The U.S. wars in the Middle East, Central Asia and Africa in the decades since the 9/11 attacks cost the lives of over 7,000 U.S. troops and more than 8,000 private contractors, not counting the more than 30,000 suicides among U.S. service members and veterans of the post-9/11 wars.
Those deaths are but a fraction of Brown University researcher’s conservative estimate of indirect deaths caused by the conflicts, a true number which the world may never be able to precisely calculate.

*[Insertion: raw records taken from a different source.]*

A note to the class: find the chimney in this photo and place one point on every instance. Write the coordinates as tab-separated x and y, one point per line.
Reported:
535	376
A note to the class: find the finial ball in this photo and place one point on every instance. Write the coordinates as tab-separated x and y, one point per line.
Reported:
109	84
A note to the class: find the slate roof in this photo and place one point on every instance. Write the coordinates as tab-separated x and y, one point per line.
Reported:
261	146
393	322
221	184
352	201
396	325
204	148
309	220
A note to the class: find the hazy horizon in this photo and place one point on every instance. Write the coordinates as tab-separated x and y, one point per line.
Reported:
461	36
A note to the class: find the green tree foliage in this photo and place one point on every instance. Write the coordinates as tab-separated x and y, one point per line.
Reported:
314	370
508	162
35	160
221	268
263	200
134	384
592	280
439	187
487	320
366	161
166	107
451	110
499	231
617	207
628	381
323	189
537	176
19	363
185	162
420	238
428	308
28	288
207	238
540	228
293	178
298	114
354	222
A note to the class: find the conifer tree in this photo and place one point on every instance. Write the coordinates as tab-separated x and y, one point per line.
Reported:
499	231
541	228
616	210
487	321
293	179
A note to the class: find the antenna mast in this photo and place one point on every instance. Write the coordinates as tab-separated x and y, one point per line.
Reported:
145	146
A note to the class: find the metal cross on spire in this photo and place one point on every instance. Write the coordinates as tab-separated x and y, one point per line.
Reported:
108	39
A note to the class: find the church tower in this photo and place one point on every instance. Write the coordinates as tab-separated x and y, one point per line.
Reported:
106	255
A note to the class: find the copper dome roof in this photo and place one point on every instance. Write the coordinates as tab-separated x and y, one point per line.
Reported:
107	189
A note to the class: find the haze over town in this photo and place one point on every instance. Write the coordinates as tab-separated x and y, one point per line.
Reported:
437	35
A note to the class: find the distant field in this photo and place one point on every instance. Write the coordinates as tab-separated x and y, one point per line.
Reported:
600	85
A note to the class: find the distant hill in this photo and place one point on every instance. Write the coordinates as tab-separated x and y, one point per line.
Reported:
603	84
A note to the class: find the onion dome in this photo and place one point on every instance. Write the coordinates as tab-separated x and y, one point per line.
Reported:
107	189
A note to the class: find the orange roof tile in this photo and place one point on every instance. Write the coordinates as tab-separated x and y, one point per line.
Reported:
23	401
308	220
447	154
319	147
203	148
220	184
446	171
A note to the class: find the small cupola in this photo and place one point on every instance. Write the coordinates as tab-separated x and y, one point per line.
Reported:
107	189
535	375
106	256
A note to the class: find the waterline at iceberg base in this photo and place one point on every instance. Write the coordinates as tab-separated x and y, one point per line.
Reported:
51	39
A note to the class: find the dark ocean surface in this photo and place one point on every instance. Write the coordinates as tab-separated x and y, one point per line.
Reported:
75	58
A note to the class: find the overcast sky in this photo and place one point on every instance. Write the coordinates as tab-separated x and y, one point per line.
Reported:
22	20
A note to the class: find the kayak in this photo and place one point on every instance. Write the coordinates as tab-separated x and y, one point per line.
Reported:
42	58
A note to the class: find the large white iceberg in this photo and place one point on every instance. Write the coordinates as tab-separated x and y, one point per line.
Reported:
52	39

“Information such as this can help inform global, regional, and local interventions to prevent further loss of life. It can also assist people and organizations in calling on their governments, including that of the United States, to alleviate human suffering resulting from the post-9/11 wars,” Savell concludes. “These wars are ongoing for millions around the world who are living with and dying from their effects. Reparations, though not easy or cheap, are imperative.”